Confidence-inspiring place to start. It’s reassuring somehow. You can feel the power going through the front wheels. You perhaps get just a touch more under steer through the mid part of the corner and perhaps on entry as well. It’s still interactive and enjoyable and mobile. But then, you also have the option of going to purely rear wheel drive. That… that’s just fantastic. I love that they just called it two-wheel drive not drift mode, I know there’s a drift analyzer. But it has all the purity you could crave.

Anyone worried about the fact that this has xDrive, there’s no need for concern because it feels just beautifully, well, rear-driven. No corruption through the steering mid slide. It’s just fantastic, and through the longer corners there, just have it dancing. It’s not all about the the big Larry slides.

You can keep it sort of rosefully neat but just tease it through the corners. And you really do forget, I’ll say it again. You forget that you’ve got all that extra load-lugging capacity behind you. You can obviously dial in the M traction control as well which does work really, really well.

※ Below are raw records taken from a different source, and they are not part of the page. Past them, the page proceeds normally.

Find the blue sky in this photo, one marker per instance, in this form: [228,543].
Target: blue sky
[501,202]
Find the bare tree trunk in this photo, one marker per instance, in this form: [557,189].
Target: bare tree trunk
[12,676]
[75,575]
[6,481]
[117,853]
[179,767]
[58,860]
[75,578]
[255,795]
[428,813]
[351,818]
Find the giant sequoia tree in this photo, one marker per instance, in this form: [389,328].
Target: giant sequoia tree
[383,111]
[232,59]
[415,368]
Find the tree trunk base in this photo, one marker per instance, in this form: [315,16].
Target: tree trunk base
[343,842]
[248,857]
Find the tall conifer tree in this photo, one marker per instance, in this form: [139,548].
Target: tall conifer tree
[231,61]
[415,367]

Dial a bit of it in now. You’ll be able to see, leave it in sort of five there. We coming into this second gear corner, you’ll see. It just holds it really nicely. Makes you look like an absolute hero. Just stops it from getting a little bit too Larry. Too scary. And that’s a really nice thing. So you’ve got these steps again from going from four wheel drive sport to rear wheel drive

With that M traction control, so you can work up to turning everything all the way off if you want to. This is so much more playful that the RS4 competition than I drove recently. Just a totally different league. I mean, it’s what we expected, but even if you leave this in

Four wheel drive sport, it’s so much more mobile and interactive. And it’s just more nimble than something like an E63 estate. The new C63 S estate just feels so heavy by comparison. And actually I’d say probably not as quick as this. I know it’s got more power on paper

But the 503 brake horsepower of this Is (exhales) ample, (laughs) I would say. I’d say actually, arguably, this feels kind of better balanced, more friendly, more fun than the M4 CSL that we had around here a few months ago. The Touring really is that good. It just feels dynamically harmonious, and weirdly, I think it’s cooler too, but that might just be me. I grew up traveling around in the back of estates, mostly a Volvo estate, a Volvo 240 estate which was obviously rear wheel drive and had noticeably really big engine in it. And… my father thought that sliding out round wet roundabouts was rather good fun. He just loved the incongruity of it.

So I’ve always had a soft spot for a Larry estate. Oh, that’s so much fun. What a car. I think we all had high hopes for this. It lives up to them. If you knew that the 10% was gonna be as good as this, you’d put up with an awful lot of the other 90%. You really would. But there really doesn’t seem to be any compromise from bike to bear

To bags to the beach. The M3 Touring doesn’t just fit into everyday life. It enhances it.